At this point, reference can be made to Jim Samson's view on the significance of Leichtentritt's analyses of Chopin's works. From 1850 onwards, in a project spanning some forty years, the German publisher Breitkopf and Härtel compiled collected editions of major composers. It was launched by editions of Bach and Handel (clearly viewed as the foundation stones of German music). The works of Mozart, Beethoven, Schubert, Mendelssohn, Schumann, and Chopin soon followed. According to Samson, Chopin's inclusion is significant in that it was "tantamount to a form of adoption."[48] It confirmed him as "a sort of honorary member of the German tradition," a status further secured by the appearance of serious biographies by Adolf Weismann[49] and Bernard Scharlitt.[50] One of the cornerstones of this tradition was the music of the Viennese classics, which clearly made extensive use of the sonata and sonata form.
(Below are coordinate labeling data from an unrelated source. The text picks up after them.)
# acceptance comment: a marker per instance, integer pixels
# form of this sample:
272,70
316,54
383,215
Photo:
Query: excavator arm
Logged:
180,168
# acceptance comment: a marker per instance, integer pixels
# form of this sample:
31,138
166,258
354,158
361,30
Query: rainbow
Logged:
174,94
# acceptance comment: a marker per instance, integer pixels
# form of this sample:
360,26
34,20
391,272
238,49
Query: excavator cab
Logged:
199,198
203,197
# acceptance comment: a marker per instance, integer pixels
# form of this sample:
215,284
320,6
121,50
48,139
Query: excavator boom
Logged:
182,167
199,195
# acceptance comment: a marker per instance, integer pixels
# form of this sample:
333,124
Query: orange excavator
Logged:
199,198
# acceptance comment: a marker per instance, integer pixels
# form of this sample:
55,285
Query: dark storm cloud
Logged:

Beethoven's thirty-two piano sonatas, acknowledged by many as the pinnacle of achievement in this genre, form a part of this select group of works. If the prevailing opinion was that Chopin was a master of miniature romantic forms, and not comfortable with writing sonatas and using sonata form, then why was he included in this exclusive German tradition? Moreover, if he was considered a failure with respect to his adoption of the large classical forms (a view accepted by various critics at the time), surely this alone would exclude him from that tradition, regardless of the quality of the remainder of his output? Yet, Chopin's works were included in the

 

[47] ibid., p. 210.

[48] Samson, Jim. 'Chopin Reception: Theory, History, Analysis,' Chopin Studies II ed. Samson, J., Rink, J. (Cambridge: Cambridge University Press, 1994), p. 7.

[49] Weismann, Adolf Chopin (Leipzig, 1912).

[50] Scharlitt, Bernard. Chopin (Leipzig, 1919).